Anonymous wrote:Anonymous wrote:Get involved in some things. You should look inside yourself to see if it is something about you. In my case I had this big image of living in DC and my life would be like a sitcom with cool friends popping by my downtown loft. Them reality hit and I have enough friends, just not how I imagined it.
Remember, wherever you go there you are.
You can be happy here, there are hundreds of thousands of people here, many new people coming every day looking for friendships.
I think I do have an expectation that life should be more fun, more connected than this. We have the house, employment, family nearby, friends, great kids etc and I do volunteer work with a cause I am very passionate about yet still I feel disconnected. Maybe it just takes more than 3 years for a place to feel like a home.

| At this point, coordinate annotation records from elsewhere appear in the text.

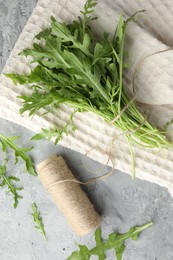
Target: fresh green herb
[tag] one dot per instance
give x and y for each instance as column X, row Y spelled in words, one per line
column 8, row 142
column 38, row 220
column 75, row 68
column 115, row 241
column 8, row 181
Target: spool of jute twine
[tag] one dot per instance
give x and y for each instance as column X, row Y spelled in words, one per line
column 68, row 195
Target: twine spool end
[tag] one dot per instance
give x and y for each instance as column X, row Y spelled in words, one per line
column 68, row 195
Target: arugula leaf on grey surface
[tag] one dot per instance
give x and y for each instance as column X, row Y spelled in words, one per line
column 115, row 241
column 8, row 142
column 8, row 181
column 73, row 67
column 38, row 220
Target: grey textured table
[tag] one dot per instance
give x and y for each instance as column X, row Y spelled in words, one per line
column 121, row 201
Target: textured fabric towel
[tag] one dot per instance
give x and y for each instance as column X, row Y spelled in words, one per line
column 153, row 83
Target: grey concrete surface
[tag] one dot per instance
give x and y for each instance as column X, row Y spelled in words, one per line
column 122, row 202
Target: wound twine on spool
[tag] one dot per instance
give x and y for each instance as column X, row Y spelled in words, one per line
column 68, row 195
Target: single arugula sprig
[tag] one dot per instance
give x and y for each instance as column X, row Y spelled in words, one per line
column 8, row 142
column 115, row 241
column 75, row 68
column 8, row 181
column 38, row 220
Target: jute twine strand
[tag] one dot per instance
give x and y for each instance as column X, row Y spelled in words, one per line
column 68, row 195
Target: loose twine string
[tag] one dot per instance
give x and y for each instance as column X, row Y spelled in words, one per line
column 115, row 137
column 65, row 189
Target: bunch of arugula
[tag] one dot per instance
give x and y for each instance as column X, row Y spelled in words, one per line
column 73, row 67
column 8, row 142
column 115, row 241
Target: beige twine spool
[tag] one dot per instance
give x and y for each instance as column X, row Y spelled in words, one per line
column 68, row 195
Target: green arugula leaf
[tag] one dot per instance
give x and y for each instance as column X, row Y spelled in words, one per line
column 75, row 68
column 115, row 241
column 18, row 151
column 8, row 181
column 38, row 220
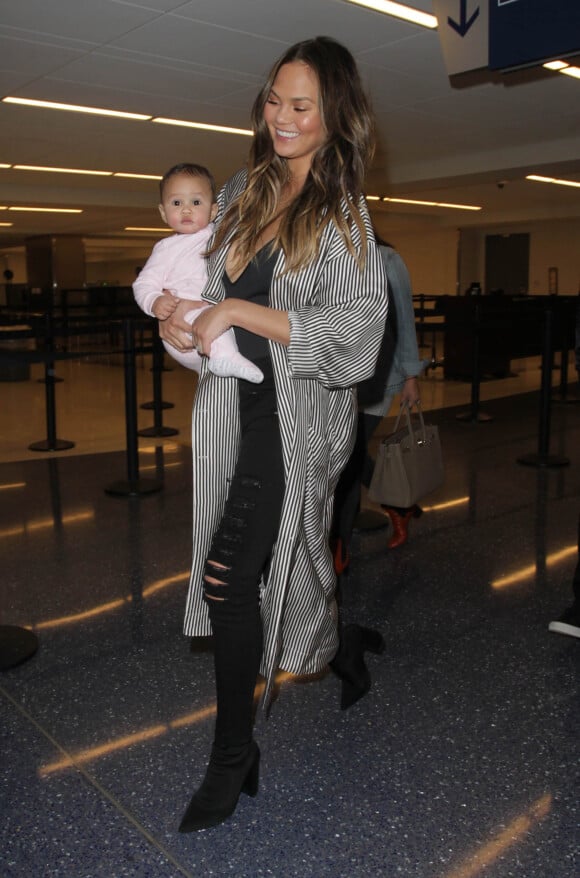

In another thread, people were complaining about neighbors who hung around on their porches. I would love to go hang around with my neighbors and drink a beer. Tonight I am going out but I will be driving close to 30 mins. and will fight to find parking to meet some friends who also drove in from 30 mins away etc. I have to accept that this is life in the suburbs though, and not as you said, keep replaying the sitcom in my head. I just feel there has to be more. I really do long for a sense of community.
Anonymous wrote:I have made some nice friends here -- for example one was through my DD preschool and the other through work -- but neither of them live nearby!
My work friend lives in Silver Spring, and says it is much more laid back etc. But the truth is I worry about the schools too much.
I do feel sad that the neighborhood will not produce life-long friendship and a sense of community. Maybe this just does not happen anymore and it is so last century. Or maybe you have to live in a small town to have that.
I also have a good friend in Gaithersburg who loves it there, but that is way too far of a commute.
There is a lot of money here that makes me nervous. I know from reading DCUM I will get flamed for that but it's true. Uggs for kindergartners, iPhones for 6th graders etc. We don't make that kind of money and never will. We put it all into the house and savings. But even if we did have it, we wouldn't spend it like that.
People always say hello in my neighborhood , but it rarely goes beyond that.
Anonymous wrote:Get involved in some things. You should look inside yourself to see if it is something about you. In my case I had this big image of living in DC and my life would be like a sitcom with cool friends popping by my downtown loft. Them reality hit and I have enough friends, just not how I imagined it.
Remember, wherever you go there you are.
You can be happy here, there are hundreds of thousands of people here, many new people coming every day looking for friendships.